Head writer and executive producer Steven Moffat said about having Williams on Doctor Who, "We're thrilled to have Maisie Williams joining us on Doctor Who. It's not possible to say too much about who or what she's playing, but she is going to challenge the Doctor in very unexpected ways. This time he might just be out of his depth, and we know Maisie is going to give him exactly the right sort of hell."

Maisie Williams said about her role in Doctor Who, "I'm so excited to be working on Doctor Who as it's such a big and important part of British culture. I can't wait to meet the cast and crew and start filming, especially as we'll be shooting not too far from my home town."

When speaking about being in Doctor Who, Williams said about Peter Capaldi, "People say 'don't meet your idols as they never turn out to be who you want them to be'. That was completely not the case with Peter and he's been wonderful and really helpful on set."

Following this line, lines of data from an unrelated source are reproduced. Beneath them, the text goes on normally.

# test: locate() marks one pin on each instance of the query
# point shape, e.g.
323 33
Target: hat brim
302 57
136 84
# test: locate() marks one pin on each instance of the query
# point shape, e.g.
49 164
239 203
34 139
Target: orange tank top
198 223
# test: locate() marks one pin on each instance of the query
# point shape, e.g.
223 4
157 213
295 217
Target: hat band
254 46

In 2016, Williams confirmed that she will not return to Doctor Who. The following year, she clarified that there was no reason she could not return in the future; she simply was not actively seeking to return for another appearance, and the show's producers hadn't asked her to return.

==Reception==
In a discussion about the episode "The Girl Who Died," Mike Reyes of Cinema Blend said about Ashildr that "Sure enough, Ashildr's death and rebirth after fighting the Mire went from a happy ending to an ending that gave me pause. The Doctor has now officially created a functional immortal out of a normal human, and given how he's held up with such a life span, it looks like things are about to get scary." Sam Warner of Digital Spy reported, when talking about the character's debut appearance, that "Opinion was mostly positive, though Ashildr hasn't convinced everyone just yet."

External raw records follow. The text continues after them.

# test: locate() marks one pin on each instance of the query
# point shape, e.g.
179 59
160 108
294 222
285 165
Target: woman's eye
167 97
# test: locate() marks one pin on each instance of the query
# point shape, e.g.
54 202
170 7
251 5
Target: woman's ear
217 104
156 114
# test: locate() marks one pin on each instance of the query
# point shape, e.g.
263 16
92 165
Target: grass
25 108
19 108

Williams described her role in Doctor Who as "every fan-boy's dream." Liz Raftery of TV Guide described Williams's role as "highly anticipated," and Williams then went on to explain, "When you cross over to a different geeky fandom world, everyone's like, 'This is insane!'"

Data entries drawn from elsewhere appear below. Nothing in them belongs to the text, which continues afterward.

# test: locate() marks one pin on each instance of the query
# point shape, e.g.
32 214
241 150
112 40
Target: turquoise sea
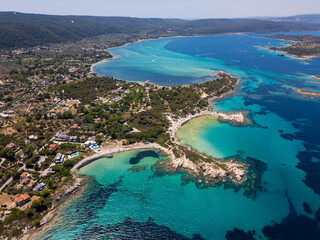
121 202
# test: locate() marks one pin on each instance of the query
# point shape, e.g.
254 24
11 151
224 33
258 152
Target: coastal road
6 184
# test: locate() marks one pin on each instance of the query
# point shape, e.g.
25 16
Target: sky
187 9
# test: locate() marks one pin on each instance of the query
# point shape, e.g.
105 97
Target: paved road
6 183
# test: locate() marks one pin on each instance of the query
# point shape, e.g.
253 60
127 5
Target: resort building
24 175
39 187
22 200
24 181
53 146
59 158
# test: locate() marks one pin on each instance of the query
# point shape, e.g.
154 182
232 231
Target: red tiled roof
25 180
22 198
23 174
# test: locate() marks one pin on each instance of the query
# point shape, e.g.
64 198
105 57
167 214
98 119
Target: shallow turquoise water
286 136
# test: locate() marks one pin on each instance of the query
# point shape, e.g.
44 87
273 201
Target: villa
22 200
59 158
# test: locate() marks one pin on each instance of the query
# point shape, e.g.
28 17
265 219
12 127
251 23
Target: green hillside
26 30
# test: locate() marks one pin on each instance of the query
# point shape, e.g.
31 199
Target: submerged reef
198 174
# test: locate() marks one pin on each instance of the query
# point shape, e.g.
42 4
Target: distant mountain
306 18
25 30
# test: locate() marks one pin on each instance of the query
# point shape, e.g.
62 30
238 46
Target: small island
303 47
309 93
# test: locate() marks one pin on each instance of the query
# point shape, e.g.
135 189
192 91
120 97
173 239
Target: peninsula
57 115
303 47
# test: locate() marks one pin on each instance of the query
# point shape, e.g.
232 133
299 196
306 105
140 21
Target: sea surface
123 199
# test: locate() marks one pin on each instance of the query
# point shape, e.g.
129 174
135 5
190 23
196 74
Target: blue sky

In a review for the episode "The Girl Who Died," Rob Smedley of the website CultBox referred to Williams's portrayal of Ashildr as "envied natural talent that ... lifts Ashildr above being convenience or novelty." In reviewing the episode "The Woman Who Lived," Smedley stated that Williams, in her portrayal of Ashildr, had done "a terrific job of making the character feel like she’s lived lifetimes since we last saw her. Several hundred years of loss in just one week. It’s an even better, and inevitably more mature, performance than last Saturday."